- Education: Glasgow Caledonian University
- Occupations: Physiotherapist and women's health campaigner

= Elaine Miller =

Scottish physiotherapist

Elaine Miller aka Gussie Grippers is a Scottish physiotherapist, women's health campaigner and gender-critical activist. Miller performs comedy shows around the subject of women's health, highlighting issues related to urinary incontinence, and her shows have won awards at Fringe World, Australia and at Edinburgh Festival Fringe.
She came to mainstream media attention for flashing a pubic wig in the Scottish Parliament during a debate on the Gender Recognition Reform (Scotland) Bill.

== Career ==
Miller is a Fellow of the Chartered Society of Physiotherapy. Both her physiotherapy and her comedy feature a specialism in pelvic floor dysfunction. While working as a physiotherapist in Scotland Miller developed a comedy show designed to engage audiences in understanding how physiotherapy can be used to tackle and prevent urinary incontinence. She began her career in the field of sports physiotherapy, but after her own experience of becoming incontinent after having delivered three children, she began to focus on exercises for the pelvic floor.

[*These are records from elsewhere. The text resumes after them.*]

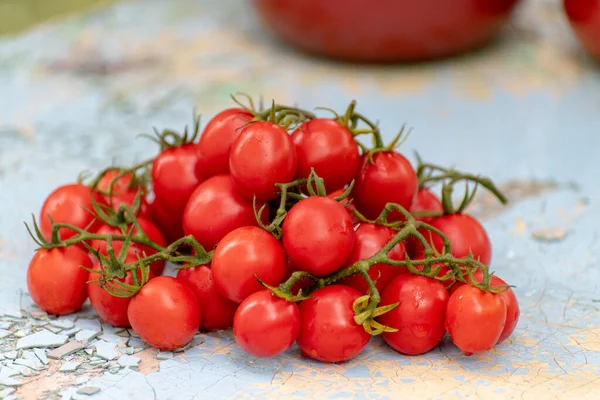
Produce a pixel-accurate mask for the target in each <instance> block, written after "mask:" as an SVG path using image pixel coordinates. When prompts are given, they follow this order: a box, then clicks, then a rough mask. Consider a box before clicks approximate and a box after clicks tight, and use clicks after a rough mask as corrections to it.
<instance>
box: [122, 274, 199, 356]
mask: <svg viewBox="0 0 600 400" xmlns="http://www.w3.org/2000/svg"><path fill="white" fill-rule="evenodd" d="M127 316H128V317H129V322H130V323H131V327H132V328H133V330H134V331H135V332H136V333H137V334H138V335H139V336H140V338H142V339H143V340H144V341H145V342H146V343H148V344H149V345H151V346H153V347H156V348H158V349H159V350H165V351H171V350H175V349H178V348H180V347H183V346H185V345H186V344H188V343H189V342H190V341H191V340H192V339H193V338H194V335H195V334H196V332H197V331H198V329H199V328H200V320H201V311H200V305H199V304H198V299H197V298H196V295H194V292H193V291H192V290H191V289H190V288H188V287H187V286H185V285H183V284H182V283H180V282H179V281H178V280H177V279H175V278H173V277H170V276H159V277H157V278H154V279H152V280H150V281H148V283H146V284H145V285H144V286H143V287H142V288H141V289H140V291H139V292H138V293H137V294H136V295H135V296H134V297H133V299H131V302H130V303H129V308H128V309H127Z"/></svg>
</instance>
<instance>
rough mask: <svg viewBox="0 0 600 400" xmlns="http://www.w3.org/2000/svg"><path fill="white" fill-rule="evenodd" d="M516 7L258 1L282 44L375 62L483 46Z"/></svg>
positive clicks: (302, 1) (500, 28)
mask: <svg viewBox="0 0 600 400" xmlns="http://www.w3.org/2000/svg"><path fill="white" fill-rule="evenodd" d="M574 1H577V0H574ZM516 3H517V0H425V1H413V0H380V1H378V2H377V3H373V2H371V1H367V0H327V1H320V0H303V1H286V0H254V5H255V7H256V9H257V10H258V13H259V16H260V17H261V19H262V22H263V24H265V25H266V26H267V28H269V30H271V31H273V32H274V33H275V34H277V35H278V36H279V37H280V38H281V39H282V40H284V41H286V42H289V43H291V44H293V45H295V46H298V47H299V48H301V49H303V50H306V51H309V52H311V53H317V54H321V55H325V56H328V57H333V58H339V59H343V60H351V61H374V62H390V61H403V60H421V59H430V58H436V57H443V56H447V55H451V54H455V53H459V52H462V51H465V50H468V49H471V48H474V47H477V46H479V45H482V44H484V43H486V42H488V41H489V40H490V39H492V38H493V37H494V36H495V35H496V34H497V33H498V32H499V31H500V29H501V28H502V26H503V24H504V23H505V22H506V20H507V19H508V18H509V16H510V14H511V11H512V9H513V7H514V5H515V4H516ZM357 21H360V23H357Z"/></svg>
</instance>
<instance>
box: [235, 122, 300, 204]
mask: <svg viewBox="0 0 600 400" xmlns="http://www.w3.org/2000/svg"><path fill="white" fill-rule="evenodd" d="M229 169H230V170H231V176H232V178H233V181H234V182H235V185H236V188H237V189H238V190H239V191H240V193H242V194H243V195H244V196H246V197H247V198H248V199H253V198H254V196H256V199H257V201H261V202H262V201H266V200H271V199H274V198H275V197H277V192H278V191H279V189H278V188H277V187H276V186H275V184H276V183H287V182H291V181H293V180H294V178H295V177H296V169H297V158H296V149H295V147H294V143H293V142H292V139H291V138H290V136H289V135H288V133H287V132H286V131H285V129H283V128H282V127H280V126H279V125H275V124H273V123H271V122H264V121H259V122H253V123H251V124H249V125H246V126H245V127H244V128H242V130H241V133H240V136H239V137H238V138H237V139H236V141H235V142H234V143H233V146H232V147H231V155H230V157H229Z"/></svg>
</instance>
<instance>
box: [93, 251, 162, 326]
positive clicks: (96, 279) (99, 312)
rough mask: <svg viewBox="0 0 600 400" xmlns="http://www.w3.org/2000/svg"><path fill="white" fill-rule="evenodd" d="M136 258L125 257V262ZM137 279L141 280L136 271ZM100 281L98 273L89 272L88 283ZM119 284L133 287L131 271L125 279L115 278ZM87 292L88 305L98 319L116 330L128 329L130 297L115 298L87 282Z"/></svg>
mask: <svg viewBox="0 0 600 400" xmlns="http://www.w3.org/2000/svg"><path fill="white" fill-rule="evenodd" d="M135 260H137V258H136V257H135V256H133V255H129V256H127V259H126V260H125V262H127V263H129V262H134V261H135ZM98 269H99V266H98V265H97V264H96V266H95V267H94V270H96V271H97V270H98ZM138 277H139V278H140V279H141V277H142V274H141V271H140V270H138ZM148 278H149V279H152V278H154V273H153V272H152V271H150V273H149V277H148ZM98 279H100V274H99V273H93V272H90V275H89V278H88V280H89V281H94V280H98ZM115 280H117V281H119V282H124V283H126V284H128V285H133V279H132V277H131V271H128V272H127V276H126V277H125V279H119V278H115ZM87 290H88V294H89V297H90V303H91V304H92V307H94V310H96V312H97V313H98V315H99V316H100V318H102V319H103V320H104V321H106V322H108V323H109V324H111V325H112V326H114V327H117V328H129V327H130V326H131V324H130V323H129V318H128V317H127V308H128V307H129V302H130V301H131V297H117V296H113V295H112V294H110V293H108V292H107V291H106V290H105V289H104V288H101V287H100V285H99V283H98V282H88V284H87Z"/></svg>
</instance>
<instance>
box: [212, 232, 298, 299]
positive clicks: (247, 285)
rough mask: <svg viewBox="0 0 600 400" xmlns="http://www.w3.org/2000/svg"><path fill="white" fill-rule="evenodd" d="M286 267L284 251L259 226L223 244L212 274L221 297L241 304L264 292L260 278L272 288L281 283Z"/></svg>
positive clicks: (281, 246) (216, 248)
mask: <svg viewBox="0 0 600 400" xmlns="http://www.w3.org/2000/svg"><path fill="white" fill-rule="evenodd" d="M286 264H287V259H286V257H285V253H284V252H283V248H282V246H281V244H280V243H279V241H278V240H277V239H275V238H274V237H273V235H271V234H270V233H268V232H267V231H265V230H263V229H261V228H258V227H255V226H246V227H243V228H238V229H236V230H234V231H233V232H231V233H229V234H228V235H227V236H225V237H224V238H223V240H221V241H220V242H219V244H218V245H217V248H216V249H215V253H214V255H213V258H212V272H213V277H214V280H215V286H216V287H217V290H218V291H219V293H221V295H223V296H225V297H226V298H228V299H229V300H231V301H234V302H236V303H241V302H242V301H243V300H244V299H245V298H246V297H248V296H250V295H251V294H252V293H254V292H258V291H259V290H262V289H263V288H264V287H263V286H262V285H261V284H260V283H258V281H257V280H256V276H258V277H259V278H260V279H261V280H262V281H263V282H265V283H267V284H269V285H271V286H277V285H278V284H279V283H281V281H282V280H283V278H284V277H285V273H286ZM255 275H256V276H255Z"/></svg>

She has been invited as a contributing expert on women's health topics in UK media, including Woman's Hour on BBC Radio 4.

Her show won 'Weirdest Show at the Fringe' at the Edinburgh festivals in 2013 and the Australian Fringe World Comedy Award in 2020. Attendance at her 2016 show counted towards continuing professional development (CPD) for a range of health professionals including GPs, midwives, nurses, urologists, gynaecologists, health visitors and fitness professionals, accredited by Scottish Care. Her public engagement activities aim to use laughter as an essential health promotion tool, and are in the tradition of 'clown care'. Her comedy highlights the fact that laughing is one of the things which causes many women bladder leakage.

She works to highlight a gap in women's health support and get government funding for the provision of physiotherapy to improve women’s health. She performs under the stage name Gussie Grippers. Her acts have included costumes such as dressing up as a vulva and songs such as "does your cervix hang low?".

== Activism ==
Miller works to highlight issues in women's health. Miller believes the barriers which deter women from seeking help dealing with stress urinary incontinence and pelvic organ prolapse need to be explored and that raising awareness of pelvic floor exercises can have a significant effect on the day to day lives of many.

In 2022 Miller attracted mainstream media coverage when she wore, and flashed a merkin in the Scottish Parliament during debate on the Gender Recognition Reform (Scotland) Bill, to express opposition to the bill. After an initial police investigation she was found not to have committed any crime.

== Politics ==
In 2023 she became an independent candidate for election in Edinburgh Corstorphine and Murrayfield and used her campaign in part to highlight issues of women's health provision in Edinburgh. She received 327 votes, representing 3.7% of the vote.